It was nice to see new faces winning titles on clay this past week with Kei Nishikori emerging a surprise champion in Barcelona and Grigor Dimitrov triumphing in Bucharest – both enjoying maiden success on the red dirt.
But the Rafael Nadal loyalists are gravely concerned about the world No1’s French Open prospects after he suffered uncharacteristic early exits in both Monte Carlo and Barcelona – two tournaments he has won a combined 16 times.
These are losses the Spaniard had not experienced in 10 years which makes the widespread panic amongst his fan club understandable, but here are a few reasons why Nadal could still extend his reign in Roland Garros in June:
Nadal is a gladiator at heart. His fighting instincts kick in when he’s down and he tends to bring out his best when his back is against the wall. Like many champions, he’s goal-oriented and right now, his number one goal is to retain his aggressive form to turn around this European clay season.
In his own words, the key in such circumstances is to “accept the situation and keep fighting”. It’s what he does best.
He remains the best mover on clay. Nadal’s rivals may say his strongest assets are his mental strength and fighting qualities but on clay, the Mallorcan’s magic comes from his supreme movement.
If he’s not injured, then Nadal will always have the edge in terms of movement and court coverage on the dirt.
There’s still time. With both Madrid and Rome coming up before Paris, Nadal has a couple of chances to boost his confidence prior to Roland Garros.
While Madrid is his least successful clay Masters 1000 (he’s only won it twice), and he repeatedly admitted he struggles sometimes with the altitude there, Rome will provide an important opportunity for the 27-year-old. Of course the fact that he’s won it seven times couldn’t hurt.
Despite the Barcelona loss, he’s improving. Those who watched both of Nadal’s defeats in Monte Carlo to David Ferrer and in Barcelona to Nicolas Almagro can attest to the fact that the world No1 was playing significantly better against the latter.
He was more aggressive and was more effective with his forehand than against Ferrer. It didn’t amount to a win but it showed there’s progress.

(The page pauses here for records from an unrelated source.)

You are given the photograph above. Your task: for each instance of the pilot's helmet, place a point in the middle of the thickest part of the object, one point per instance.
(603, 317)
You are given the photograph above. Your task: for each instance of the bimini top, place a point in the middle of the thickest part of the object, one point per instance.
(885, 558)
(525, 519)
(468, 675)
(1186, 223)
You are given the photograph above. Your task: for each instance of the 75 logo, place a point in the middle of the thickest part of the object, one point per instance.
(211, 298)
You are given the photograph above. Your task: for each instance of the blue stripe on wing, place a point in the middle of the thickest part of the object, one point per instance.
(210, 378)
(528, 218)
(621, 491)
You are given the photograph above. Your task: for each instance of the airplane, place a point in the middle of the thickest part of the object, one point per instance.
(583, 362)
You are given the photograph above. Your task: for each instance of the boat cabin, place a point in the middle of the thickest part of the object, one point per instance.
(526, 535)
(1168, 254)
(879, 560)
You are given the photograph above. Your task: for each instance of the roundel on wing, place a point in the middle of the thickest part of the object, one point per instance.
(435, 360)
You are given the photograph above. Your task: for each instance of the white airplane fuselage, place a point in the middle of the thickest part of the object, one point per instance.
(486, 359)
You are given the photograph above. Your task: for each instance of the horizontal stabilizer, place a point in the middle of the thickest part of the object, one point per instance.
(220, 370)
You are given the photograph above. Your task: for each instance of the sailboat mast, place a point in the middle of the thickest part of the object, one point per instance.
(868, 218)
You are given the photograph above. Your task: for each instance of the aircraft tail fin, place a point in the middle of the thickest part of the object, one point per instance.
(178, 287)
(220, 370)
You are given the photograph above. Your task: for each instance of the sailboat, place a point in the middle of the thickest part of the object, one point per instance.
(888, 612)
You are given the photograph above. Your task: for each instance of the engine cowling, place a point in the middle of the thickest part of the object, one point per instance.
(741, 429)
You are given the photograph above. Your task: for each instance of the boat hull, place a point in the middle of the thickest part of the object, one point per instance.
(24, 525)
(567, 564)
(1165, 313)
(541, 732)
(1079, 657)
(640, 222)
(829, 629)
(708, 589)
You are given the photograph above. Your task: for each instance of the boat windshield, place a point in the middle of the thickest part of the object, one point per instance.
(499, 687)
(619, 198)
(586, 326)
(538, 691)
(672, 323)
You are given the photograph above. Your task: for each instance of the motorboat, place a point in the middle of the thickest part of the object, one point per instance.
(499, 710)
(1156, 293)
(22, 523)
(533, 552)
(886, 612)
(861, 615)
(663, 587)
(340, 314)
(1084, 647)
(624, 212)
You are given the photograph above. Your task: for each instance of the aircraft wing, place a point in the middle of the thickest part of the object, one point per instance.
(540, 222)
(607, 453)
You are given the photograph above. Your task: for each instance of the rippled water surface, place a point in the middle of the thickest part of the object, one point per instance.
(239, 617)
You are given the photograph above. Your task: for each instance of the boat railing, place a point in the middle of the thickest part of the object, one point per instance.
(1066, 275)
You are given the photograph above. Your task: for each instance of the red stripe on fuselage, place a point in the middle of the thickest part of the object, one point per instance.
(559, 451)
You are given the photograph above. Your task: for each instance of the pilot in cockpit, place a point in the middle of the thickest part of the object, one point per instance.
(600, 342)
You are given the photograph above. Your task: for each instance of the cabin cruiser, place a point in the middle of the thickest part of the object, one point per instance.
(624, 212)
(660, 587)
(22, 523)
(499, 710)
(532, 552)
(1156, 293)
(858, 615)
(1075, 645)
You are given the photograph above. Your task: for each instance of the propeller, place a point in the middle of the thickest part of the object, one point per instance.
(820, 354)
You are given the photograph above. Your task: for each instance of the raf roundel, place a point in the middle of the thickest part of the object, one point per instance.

If it’s mental, it’s fixable. Nadal concedes that his Australian Open final loss to Stanislas Wawrinka has affected him mentally. It’s not the first time the Spaniard has had his confidence shaken. He lost six consecutive finals to Novak Djokovic in 2011 (and a seventh in 2012) but still managed to take Roland Garros and eventually stopped the bleeding against the Serb in Monaco the following year.
If he can find a way out of his mental lapse and revisit his tactics against top players with superior backhands, he should be fine in best-of-five matches in Paris.